Bangladesh riots: How empowerment job quotas, youth unemployment brought down a government

On Monday, Bangladesh Prime Minister Sheikh Hasina resigned and fled the country, as students targeted her office.

Hasina had first insisted protests were the work of opposition parties, then blamed terrorists, and she and her family called on security forces to prevent her ouster.

But underlying youth unemployment saw protests about a job-reservation scheme morph into a direct demand for her removal.

This is how Bangladesh`s protests evolved.

From job reservation to anti-PM protests

The `Students Against Discrimination` group, which was at the forefront of last month`s job quota protests also led the demonstrations calling for Hasina to step down.

The protests to reform the quota system paused after the Supreme Court scrapped most quotas on 21 July. Protesters, however, returned last week demanding a public apology from Hasina for the violence, the restoration of internet connections, the reopening of college and university campuses, and release of those arrested.

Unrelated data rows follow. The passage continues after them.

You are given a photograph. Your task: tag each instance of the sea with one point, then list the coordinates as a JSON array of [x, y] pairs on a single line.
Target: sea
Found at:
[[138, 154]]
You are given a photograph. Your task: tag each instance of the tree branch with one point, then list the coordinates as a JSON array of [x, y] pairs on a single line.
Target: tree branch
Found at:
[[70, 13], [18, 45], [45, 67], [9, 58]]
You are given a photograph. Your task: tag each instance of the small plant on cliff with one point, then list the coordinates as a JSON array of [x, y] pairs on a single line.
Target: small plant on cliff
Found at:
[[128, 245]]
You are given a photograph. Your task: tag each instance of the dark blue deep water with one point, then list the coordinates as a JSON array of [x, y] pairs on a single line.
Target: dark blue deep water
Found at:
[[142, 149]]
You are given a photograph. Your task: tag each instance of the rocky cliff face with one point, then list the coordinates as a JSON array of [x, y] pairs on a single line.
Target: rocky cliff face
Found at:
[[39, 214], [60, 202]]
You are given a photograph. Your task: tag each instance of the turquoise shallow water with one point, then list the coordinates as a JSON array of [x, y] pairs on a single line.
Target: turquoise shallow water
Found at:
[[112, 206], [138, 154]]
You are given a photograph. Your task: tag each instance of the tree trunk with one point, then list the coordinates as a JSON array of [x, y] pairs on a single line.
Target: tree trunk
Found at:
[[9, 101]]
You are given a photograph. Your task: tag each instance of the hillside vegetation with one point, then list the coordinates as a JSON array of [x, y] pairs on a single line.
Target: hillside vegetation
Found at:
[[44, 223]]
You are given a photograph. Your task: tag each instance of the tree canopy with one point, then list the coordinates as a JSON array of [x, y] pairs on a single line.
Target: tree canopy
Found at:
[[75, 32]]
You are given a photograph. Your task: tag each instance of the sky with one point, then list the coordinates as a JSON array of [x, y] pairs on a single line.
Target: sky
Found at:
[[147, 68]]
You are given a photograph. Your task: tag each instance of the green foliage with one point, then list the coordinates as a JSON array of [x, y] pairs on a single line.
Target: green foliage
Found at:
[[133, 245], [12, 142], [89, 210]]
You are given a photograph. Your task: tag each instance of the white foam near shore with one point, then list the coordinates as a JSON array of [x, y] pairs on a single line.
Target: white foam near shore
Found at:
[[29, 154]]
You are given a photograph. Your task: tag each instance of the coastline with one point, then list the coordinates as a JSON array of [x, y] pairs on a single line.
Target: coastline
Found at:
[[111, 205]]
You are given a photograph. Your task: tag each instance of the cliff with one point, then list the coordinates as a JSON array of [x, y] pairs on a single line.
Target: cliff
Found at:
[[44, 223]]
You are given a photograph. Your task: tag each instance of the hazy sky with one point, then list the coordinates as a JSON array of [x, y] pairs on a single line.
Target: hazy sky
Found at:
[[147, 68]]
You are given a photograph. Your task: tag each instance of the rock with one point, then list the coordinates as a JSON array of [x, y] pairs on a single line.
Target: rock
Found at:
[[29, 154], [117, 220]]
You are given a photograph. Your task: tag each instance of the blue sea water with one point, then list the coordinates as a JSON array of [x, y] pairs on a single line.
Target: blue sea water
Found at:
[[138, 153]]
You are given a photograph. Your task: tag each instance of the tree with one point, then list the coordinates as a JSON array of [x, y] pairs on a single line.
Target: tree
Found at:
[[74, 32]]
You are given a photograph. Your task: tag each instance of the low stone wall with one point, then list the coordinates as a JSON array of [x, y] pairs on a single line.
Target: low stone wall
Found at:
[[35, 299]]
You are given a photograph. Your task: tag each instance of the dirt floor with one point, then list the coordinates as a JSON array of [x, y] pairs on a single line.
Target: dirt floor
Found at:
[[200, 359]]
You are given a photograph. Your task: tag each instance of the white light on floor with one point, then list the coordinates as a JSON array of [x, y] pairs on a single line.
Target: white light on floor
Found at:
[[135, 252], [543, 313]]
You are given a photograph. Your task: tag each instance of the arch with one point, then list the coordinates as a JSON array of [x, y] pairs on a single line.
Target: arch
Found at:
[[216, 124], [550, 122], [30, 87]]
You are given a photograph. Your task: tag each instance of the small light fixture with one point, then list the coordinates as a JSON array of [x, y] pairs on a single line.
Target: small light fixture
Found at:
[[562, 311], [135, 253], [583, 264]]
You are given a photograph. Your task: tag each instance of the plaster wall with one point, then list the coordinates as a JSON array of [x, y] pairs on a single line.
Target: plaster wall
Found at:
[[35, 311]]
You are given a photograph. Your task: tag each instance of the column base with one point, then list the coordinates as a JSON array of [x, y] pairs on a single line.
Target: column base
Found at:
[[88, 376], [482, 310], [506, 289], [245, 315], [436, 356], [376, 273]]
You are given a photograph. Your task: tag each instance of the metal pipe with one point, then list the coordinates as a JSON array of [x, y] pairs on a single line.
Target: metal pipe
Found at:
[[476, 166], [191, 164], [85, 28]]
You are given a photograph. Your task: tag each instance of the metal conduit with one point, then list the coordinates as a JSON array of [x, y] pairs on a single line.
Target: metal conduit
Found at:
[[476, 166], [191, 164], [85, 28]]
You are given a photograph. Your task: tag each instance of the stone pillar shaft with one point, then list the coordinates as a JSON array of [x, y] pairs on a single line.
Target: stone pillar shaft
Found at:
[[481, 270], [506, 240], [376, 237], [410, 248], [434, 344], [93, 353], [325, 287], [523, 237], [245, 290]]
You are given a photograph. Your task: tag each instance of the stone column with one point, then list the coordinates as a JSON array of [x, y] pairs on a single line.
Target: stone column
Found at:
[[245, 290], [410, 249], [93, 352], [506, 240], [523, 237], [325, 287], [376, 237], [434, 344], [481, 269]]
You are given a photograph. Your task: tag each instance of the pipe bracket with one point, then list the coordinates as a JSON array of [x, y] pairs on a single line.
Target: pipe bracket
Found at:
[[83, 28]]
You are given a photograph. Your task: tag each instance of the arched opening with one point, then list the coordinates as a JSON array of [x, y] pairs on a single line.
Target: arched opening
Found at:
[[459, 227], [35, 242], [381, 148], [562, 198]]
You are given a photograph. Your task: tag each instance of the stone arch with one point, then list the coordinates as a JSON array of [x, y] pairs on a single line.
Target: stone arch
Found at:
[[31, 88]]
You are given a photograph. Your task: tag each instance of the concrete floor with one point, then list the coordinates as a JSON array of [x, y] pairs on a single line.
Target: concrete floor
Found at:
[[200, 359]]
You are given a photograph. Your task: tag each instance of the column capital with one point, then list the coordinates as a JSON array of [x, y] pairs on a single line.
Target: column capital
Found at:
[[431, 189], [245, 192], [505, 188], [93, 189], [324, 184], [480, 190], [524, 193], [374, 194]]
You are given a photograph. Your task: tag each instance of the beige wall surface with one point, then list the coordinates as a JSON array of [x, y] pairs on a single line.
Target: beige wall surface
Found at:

READ | Bangladesh top court scraps most job quotas that triggered deadly protests

By the weekend, the demonstrations spiralled into a campaign seeking Hasina`s ouster as demonstrators demanded justice for people killed last month.

The students` group called for a nationwide non-cooperation movement starting Sunday with a single-point agenda: Hasina must resign.

The protesters blamed Hasina`s government for the violence during the protests in July. Hasina`s critics and rights groups have accused her government of using excessive force against protesters, a charge the government denies.

From blaming the opposition to blaming `terrorists`

Hasina and her government initially said students were not involved in the violence during the quota protests and blamed the Islamic party, Jamaat-e-Islami, and the main opposition Bangladesh Nationalist Party (BNP) for the clashes and arson.

But after violence erupted again on Sunday, Hasina said that `those who are carrying out violence are not students but terrorists who are out to destabilise the nation`.

The students group has declined Hasina`s offer for talks to resolve the crisis.

A half-century-old quota system

The contentious quota system was introduced in 1972 after Bangladesh gained independence, with the stated intention of redressing past imbalances.

Around half of all government jobs were subject to o the quotas, with 10% going to women, 10% to people from disadvantaged districts, and 5% to ethnic minorities.

But a third of the quota jobs were reserved for the children and grandchildren of freedom fighters.

Youth unemployment

Demonstrations started at university campuses in June after the High Court reinstated a quota system for government jobs, overturning a 2018 decision by Hasina`s government to scrap it.

The Supreme Court suspended the high court order after the government`s appeal and then dismissed the lower court order last month, directing that 93% of jobs should be open to candidates on merit.

But the underlying cause of the unrest, experts said, was stagnant job growth in the private sector, making public sector jobs, with their accompanying regular wage hikes and privileges, very attractive.

The quotas sparked anger among students grappling with high youth unemployment, as nearly 32 million young people are out of work or education in a population of 170 million.

The flagging economy, once among the world`s fastest growing on the back of the country`s booming garments sector, has stagnated. Inflation hovers around 10% per annum and dollar reserves are shrinking.